If such a set $ A$ of size $ m$ exists, all its admissible pairwise sums must lie in its complement, thus $ $ \binom{m}{2} \leq 2^n-m, $ $ which gives $ $ m\leq 2^{(n+1)/2}\qquad (1)$ $ .

Since $ a+b=c$ is the same as $ a+b+c=0$ in characteristic 2, a randomly chosen set of size roughly $ 2^{n/3}$ will have a solution with some constant positive probability.

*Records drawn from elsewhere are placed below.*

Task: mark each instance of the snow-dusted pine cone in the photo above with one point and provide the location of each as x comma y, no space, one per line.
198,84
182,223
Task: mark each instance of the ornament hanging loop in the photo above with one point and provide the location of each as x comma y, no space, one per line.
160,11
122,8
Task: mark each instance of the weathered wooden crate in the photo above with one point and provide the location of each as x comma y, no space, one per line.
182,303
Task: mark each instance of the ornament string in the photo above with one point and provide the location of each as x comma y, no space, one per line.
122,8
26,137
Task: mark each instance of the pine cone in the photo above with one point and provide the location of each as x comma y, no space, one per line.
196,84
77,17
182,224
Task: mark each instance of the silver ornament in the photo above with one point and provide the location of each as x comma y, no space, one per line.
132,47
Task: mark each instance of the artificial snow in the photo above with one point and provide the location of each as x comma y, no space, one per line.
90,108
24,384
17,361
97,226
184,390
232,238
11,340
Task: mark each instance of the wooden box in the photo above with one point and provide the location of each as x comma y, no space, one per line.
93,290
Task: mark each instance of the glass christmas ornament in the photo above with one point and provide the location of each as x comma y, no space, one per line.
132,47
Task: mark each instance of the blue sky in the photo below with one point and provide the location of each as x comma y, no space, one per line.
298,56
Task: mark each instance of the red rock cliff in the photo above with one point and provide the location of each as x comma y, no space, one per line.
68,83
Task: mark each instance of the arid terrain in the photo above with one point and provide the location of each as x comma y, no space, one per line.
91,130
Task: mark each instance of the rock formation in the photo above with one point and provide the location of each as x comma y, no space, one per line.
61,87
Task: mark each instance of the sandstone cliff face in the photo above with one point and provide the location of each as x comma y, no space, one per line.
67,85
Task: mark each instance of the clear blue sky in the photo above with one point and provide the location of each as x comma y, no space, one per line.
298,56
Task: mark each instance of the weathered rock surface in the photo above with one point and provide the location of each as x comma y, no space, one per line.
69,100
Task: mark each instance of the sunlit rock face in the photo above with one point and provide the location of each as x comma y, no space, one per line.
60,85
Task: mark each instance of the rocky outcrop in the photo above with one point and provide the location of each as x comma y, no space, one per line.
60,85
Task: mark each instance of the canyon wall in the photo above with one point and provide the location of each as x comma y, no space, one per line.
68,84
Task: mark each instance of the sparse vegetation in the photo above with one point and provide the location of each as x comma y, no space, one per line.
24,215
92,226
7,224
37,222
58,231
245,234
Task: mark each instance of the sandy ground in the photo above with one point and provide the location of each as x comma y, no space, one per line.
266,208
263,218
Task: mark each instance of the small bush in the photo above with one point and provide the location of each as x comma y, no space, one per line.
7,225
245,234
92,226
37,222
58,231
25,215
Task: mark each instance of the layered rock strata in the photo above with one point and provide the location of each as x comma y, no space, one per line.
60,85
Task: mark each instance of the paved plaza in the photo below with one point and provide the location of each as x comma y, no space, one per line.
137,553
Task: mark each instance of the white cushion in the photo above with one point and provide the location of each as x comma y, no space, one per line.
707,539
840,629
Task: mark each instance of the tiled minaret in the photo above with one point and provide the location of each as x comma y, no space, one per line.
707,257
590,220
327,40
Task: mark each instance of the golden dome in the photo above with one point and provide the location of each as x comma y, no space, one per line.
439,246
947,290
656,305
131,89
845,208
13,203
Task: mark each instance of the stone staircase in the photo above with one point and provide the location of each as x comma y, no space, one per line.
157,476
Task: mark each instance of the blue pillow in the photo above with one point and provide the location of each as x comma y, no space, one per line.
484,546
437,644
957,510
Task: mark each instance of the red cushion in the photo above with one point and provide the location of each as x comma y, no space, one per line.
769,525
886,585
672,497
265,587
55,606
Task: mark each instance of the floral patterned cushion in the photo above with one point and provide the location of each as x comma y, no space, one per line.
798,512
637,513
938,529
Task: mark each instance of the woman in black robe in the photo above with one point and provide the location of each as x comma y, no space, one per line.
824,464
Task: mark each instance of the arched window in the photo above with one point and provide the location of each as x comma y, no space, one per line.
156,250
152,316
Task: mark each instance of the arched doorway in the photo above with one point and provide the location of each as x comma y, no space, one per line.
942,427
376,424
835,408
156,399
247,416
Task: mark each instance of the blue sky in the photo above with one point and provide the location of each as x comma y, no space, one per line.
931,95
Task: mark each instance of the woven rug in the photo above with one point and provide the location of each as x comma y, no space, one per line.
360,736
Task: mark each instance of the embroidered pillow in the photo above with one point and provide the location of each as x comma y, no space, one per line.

For simplicity let $ n=2k$ . Consider the nonzero elements in $ \mathbb{F}_{2^k}$ as representing the vectors in $ \mathbb{F}_2^k$ and take “vectors” of the form $ (x,1/x)$ in $ \mathbb{F}_2^n.$ Take $ $ (x,1/x)+(y,1/y)=(z,1/z)$ $ equivalently $ $ x+y+z=0,$ $ and $ $ 1/x+1/y+1/z=0$ $ as the simultaneous equations we must avoid.

By the Newton-Girard formulas we equivalently want to avoid $ $ x+y+z=0,$ $ and $ $ x^2+y^2+z^2=0$ $ but in characteristic 2 the second equation is just the equare of the first.

This seems to say, if I pick a primitive element $ \alpha$ in the subfield defined above and define $ v(i)=(\alpha^i,\alpha^{-i}+\beta)$ where $ \beta$ is a nonzero element in $ \mathbb{F}_{2^n} \setminus\mathbb{F}_{2^k}$ , the vectors $ $ \{ v(i): 0\leq 2^k-2\}$ $ form the type of set we want with $ m=2^{n/2}-1.$

Question: Is there a better construction which approaches (1).